When I was in university, I skipped class to go to the Royal Winter Fair. Arriving back at school for a late-afternoon tutiorial, I sat in the room thinking "what's that smell?!" It was me--the barnyard odour had seeped into my sweater and there was fresh manure on my shoes. I didn't mind. These are the sorts of things you should take home from an agricultural fair.
A few days ago, I returned home from the Royal Winter Fair with a bag full of sanitized, processed, packaged goodies (cheese crackers, skin cream, birch syrup), and zero in the way of animal smells--unless you count the dwarf-goat slobber on my palm, from the petting zoo.
The Royal is now, pretty much, a marketplace of fudge and funnel cakes, where you're hard pressed to find Ontario's agricultural bounty.

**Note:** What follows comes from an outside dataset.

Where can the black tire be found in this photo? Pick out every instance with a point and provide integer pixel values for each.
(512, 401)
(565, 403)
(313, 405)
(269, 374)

Sad.
But I did delight in the poultry, once I managed to look past the display of chickens dyed baby blue, pink and yellow (yes, I'm serious). I met a farmer who raises Chantecler chickens (a uniquely Canadian, heritage breed on the Slow Food Ark of Taste) and I plan to contact him in the spring to get a couple of hens. So all was not lost in this outing to the fair, but something significant has certainly been lost if the smell of french-fry grease in the Royal's food court overpowers the smell of soil and barn.